To ensure the ERGP is seamlessly implemented, Buhari said they commenced a number of structural reforms through the Presidential Enabling Business Environment Council; the Industrial Policy and Competitiveness Advisory Council and the Nigerian Office for Trade Negotiations.
He said, “the benefits of these reforms are being felt as our economic policies are creating meaningful jobs for our young population, assuring national food security and improving the competitiveness of our economy to position export trade as an engine for economic growth.
“However, while we must look inwards for certain solutions, we have not lost sight of regional and international trends, especially on trade where global dynamics are shifting and changing at a rapid rate.
“This means that as we plan for the long term, we must also be flexible enough to respond to short-term shocks that could upset our economic diversification and backward integration plans.
“It is against this background that we are gathered here today on the subject of the African Continental Free Trade Area Agreement (AfCFTA) which was introduced early in the year.
“The creation of this free trade area is a worthy and commendable idea. Clearly, the population, resources, geographical spread and other theoretical trade indicators of the continent highlight the tremendous potential that exist if we can crack the various barriers that hinder intra-African trade.
However, Buhari pointed out that although this assertion makes easy sense in theory, the reality of doing business in Africa poses its own peculiar challenges.
He recalled that some months ago, the Vice President at an event reminded Nigerians that the concept of free trade implies a fundamental assumption of the level and competitive playing field that is fair.
According to him “For those of you who are in business, I am sure you will all agree that Africa’s trading landscape, as it stands, is multifaceted.

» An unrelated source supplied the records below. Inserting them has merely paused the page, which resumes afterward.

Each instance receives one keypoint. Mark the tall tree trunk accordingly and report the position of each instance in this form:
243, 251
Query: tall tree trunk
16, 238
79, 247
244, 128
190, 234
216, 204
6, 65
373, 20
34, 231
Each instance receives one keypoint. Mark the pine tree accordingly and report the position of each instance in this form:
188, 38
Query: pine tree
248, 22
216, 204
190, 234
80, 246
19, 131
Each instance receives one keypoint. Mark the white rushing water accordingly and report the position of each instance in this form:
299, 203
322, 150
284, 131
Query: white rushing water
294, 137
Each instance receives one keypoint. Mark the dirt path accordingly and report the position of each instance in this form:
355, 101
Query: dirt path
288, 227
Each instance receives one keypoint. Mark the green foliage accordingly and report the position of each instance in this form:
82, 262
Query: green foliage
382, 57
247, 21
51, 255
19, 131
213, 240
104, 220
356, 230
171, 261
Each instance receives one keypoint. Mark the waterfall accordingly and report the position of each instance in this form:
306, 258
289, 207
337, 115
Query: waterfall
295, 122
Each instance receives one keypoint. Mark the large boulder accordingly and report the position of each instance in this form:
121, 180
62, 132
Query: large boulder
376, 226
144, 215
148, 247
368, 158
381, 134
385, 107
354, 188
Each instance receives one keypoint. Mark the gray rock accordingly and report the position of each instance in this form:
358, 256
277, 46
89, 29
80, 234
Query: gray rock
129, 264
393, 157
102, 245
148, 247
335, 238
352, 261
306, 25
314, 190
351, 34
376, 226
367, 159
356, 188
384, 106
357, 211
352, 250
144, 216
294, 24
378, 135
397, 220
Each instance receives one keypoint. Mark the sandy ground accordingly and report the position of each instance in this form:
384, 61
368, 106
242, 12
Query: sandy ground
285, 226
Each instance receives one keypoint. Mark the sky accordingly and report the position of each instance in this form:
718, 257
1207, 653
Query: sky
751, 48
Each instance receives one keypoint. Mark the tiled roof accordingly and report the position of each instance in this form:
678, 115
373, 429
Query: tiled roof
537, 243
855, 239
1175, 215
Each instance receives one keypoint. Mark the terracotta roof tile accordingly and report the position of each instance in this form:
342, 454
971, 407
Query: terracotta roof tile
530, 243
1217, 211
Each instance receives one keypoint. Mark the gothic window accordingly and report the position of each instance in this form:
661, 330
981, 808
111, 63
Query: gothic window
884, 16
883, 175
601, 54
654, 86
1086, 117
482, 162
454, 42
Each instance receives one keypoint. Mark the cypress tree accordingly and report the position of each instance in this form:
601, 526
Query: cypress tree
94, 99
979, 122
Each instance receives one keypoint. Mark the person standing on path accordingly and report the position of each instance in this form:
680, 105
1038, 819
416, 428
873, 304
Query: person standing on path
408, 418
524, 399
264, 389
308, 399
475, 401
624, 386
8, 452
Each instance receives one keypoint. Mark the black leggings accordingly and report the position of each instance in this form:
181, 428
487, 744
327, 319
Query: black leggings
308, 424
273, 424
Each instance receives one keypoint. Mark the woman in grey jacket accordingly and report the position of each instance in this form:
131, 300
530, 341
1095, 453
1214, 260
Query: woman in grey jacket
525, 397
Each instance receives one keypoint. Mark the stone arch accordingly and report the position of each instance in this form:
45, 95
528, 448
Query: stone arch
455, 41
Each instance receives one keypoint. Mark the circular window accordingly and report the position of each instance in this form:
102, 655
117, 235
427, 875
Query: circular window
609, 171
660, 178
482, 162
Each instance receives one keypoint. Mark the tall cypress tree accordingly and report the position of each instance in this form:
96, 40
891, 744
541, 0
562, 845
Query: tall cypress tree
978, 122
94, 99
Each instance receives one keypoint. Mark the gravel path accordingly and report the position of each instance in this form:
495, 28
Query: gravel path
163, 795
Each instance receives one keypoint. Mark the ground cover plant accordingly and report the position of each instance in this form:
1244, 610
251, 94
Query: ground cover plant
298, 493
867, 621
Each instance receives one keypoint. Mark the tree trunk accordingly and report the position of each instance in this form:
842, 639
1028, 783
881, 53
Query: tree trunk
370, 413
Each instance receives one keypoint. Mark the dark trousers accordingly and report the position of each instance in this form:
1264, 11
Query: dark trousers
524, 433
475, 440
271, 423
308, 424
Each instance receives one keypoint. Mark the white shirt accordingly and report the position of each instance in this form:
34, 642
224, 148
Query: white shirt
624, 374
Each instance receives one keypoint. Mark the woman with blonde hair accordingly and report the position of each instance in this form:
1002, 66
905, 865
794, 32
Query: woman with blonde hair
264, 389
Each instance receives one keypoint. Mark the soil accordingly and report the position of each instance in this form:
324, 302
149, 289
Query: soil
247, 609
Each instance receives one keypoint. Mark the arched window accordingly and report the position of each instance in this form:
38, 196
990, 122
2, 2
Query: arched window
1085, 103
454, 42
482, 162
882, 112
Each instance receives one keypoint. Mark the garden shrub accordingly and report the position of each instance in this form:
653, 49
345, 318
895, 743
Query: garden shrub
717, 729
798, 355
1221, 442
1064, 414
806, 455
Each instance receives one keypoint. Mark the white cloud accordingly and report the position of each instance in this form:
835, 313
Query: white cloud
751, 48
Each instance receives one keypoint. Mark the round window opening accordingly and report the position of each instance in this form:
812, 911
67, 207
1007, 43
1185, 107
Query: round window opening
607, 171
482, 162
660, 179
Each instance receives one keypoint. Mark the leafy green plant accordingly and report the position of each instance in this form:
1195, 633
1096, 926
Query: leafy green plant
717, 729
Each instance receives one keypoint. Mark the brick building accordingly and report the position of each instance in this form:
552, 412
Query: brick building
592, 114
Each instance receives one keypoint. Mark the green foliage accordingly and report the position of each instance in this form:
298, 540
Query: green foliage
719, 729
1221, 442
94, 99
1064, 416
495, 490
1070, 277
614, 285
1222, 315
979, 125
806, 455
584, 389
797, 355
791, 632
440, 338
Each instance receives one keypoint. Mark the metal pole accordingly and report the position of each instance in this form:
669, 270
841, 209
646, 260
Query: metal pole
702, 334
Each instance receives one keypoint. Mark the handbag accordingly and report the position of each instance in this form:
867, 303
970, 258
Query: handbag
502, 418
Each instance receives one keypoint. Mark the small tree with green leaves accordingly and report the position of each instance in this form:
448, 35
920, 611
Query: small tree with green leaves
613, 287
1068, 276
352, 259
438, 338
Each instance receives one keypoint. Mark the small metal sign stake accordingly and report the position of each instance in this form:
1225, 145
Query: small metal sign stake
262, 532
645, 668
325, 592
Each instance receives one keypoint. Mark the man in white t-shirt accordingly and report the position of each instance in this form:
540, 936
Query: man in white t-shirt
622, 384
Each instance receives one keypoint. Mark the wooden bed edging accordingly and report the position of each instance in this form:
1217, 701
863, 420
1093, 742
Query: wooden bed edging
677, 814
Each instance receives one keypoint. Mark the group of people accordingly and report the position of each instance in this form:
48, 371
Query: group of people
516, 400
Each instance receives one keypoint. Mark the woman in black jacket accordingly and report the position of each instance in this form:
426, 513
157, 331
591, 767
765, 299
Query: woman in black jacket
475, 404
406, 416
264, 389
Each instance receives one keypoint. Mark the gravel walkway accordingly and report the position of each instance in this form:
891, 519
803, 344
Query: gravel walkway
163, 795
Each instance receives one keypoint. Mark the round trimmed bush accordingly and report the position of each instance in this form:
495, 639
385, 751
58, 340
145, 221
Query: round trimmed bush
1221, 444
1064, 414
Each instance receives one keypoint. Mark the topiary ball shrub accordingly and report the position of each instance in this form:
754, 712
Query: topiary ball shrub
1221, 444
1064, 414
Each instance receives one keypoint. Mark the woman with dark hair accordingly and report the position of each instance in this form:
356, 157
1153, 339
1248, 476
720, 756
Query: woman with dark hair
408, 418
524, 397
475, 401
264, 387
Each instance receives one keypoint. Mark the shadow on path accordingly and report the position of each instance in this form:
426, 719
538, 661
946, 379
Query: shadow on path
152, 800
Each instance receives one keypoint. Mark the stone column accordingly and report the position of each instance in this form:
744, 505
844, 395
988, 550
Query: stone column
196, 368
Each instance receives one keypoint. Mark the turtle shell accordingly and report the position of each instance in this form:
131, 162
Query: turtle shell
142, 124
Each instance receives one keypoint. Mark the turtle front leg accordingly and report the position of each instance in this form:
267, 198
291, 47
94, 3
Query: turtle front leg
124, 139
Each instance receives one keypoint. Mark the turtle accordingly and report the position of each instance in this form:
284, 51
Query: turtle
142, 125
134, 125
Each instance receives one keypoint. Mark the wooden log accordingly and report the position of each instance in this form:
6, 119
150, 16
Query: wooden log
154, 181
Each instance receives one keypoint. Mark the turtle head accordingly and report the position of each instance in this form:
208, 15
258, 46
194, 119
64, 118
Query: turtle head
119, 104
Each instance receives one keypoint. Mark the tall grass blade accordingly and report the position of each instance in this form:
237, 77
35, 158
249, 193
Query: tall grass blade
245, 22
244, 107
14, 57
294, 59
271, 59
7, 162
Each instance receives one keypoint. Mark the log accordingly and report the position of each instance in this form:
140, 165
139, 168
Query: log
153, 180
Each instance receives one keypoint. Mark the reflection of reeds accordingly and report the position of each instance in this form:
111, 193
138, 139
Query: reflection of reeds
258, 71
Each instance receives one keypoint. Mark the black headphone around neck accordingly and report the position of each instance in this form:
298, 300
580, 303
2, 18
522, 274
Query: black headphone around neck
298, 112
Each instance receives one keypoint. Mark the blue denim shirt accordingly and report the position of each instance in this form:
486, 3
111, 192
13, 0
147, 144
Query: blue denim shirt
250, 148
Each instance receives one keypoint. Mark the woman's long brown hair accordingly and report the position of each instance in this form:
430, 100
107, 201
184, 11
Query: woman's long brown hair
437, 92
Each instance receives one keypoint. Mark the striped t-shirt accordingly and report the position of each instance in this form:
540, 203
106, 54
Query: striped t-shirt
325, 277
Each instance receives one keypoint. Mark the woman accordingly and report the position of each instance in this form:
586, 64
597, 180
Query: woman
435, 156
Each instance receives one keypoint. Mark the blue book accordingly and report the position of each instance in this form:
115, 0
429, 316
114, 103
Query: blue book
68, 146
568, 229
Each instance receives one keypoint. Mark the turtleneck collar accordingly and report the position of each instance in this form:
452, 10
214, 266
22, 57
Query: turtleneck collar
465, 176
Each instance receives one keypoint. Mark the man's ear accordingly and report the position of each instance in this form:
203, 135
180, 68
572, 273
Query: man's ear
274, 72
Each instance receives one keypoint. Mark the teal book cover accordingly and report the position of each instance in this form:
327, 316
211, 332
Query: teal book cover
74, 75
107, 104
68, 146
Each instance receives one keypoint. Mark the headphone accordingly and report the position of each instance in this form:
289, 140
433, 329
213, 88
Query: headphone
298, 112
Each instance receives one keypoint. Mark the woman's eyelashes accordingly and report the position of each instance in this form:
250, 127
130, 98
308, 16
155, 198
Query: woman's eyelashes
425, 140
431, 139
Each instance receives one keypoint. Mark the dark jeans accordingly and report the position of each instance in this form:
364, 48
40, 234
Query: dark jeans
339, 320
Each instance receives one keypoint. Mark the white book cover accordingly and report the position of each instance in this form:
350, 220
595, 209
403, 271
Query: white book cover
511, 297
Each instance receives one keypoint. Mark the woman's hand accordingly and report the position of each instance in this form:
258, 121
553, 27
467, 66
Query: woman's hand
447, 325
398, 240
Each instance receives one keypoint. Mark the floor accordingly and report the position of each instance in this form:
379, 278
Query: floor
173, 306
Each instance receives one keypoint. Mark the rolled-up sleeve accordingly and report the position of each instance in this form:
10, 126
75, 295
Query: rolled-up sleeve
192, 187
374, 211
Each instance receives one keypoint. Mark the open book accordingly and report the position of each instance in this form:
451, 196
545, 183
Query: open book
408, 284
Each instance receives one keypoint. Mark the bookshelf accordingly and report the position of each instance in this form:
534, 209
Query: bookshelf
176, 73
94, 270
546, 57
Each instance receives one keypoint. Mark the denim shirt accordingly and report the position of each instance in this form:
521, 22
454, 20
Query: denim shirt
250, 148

“For us in Nigeria, our vision for intra-Africa trade is for the free movement of “made in Africa goods”. This means the goods and services must have significant African content in terms of raw materials and value addition to the production and service processes.
“Therefore, the Continental Free Trade Area must be packaged and implemented to achieve this vision. This is the only way the majority of Africans will positively benefit from it.
“A few months ago, I directed a nationwide stakeholder engagement on the AfCFTA to understand the true impact of this agreement on Nigeria and Nigerians considering the existing domestic and regional policies as it relates to trade.
From these consultations, Buhari listed the key issues raised by stakeholders to include: “Abuse of rules of origin, smuggling arising from difficulties in border controls, unquantified impacts of legacy preferential trade agreements;Low capacity and capabilities of local business to conduct international trade,cost of finance,insufficient energy and transport logistics infrastructure, to mention a few.
He further noted that “Our ERGP is addressing these issues. Nonetheless, we are determined to break away from the past practice of committing Nigeria to treaties without a definite implementation plan to actualize the expected benefits while mitigating the risks.
“ We cannot go back to the days of signing agreements without understanding and planning for the consequences of such actions. And our country being the worse off.
“Your task as members of the AfCFTA Impact and Readiness Assessment Committee is to address the issues raised during the nationwide stakeholder consultations on the AfCFTA.
“You are expected to develop short, medium and long-term measures that will address any challenges arising therefrom.
“I look forward to receiving from you in 12 weeks, a clear roadmap for Nigeria as it relates to the AfCFTA.
Speaking earlier, Minister of Industry, Trade and Investment, Dr Okechukwu Enelamah gave the terms of reference of the committee.
He said: “Following consultations, the terms of reference of the Presidential Committee on the Africa Continental free Trade Area Impact Assessment and Readiness are; Assess the potential cost and impact of the Africa Continental free Trade Area AFCTA for Nigeria in relation to the benefits, identify the short, medium and long term measure to prepare Nigerian businesses for the take off of AFCTA trading group and a backup plan that covers selected scenarios and view the trade remedy options to safeguard the Nigerian economy form predatory and failed trade practices.”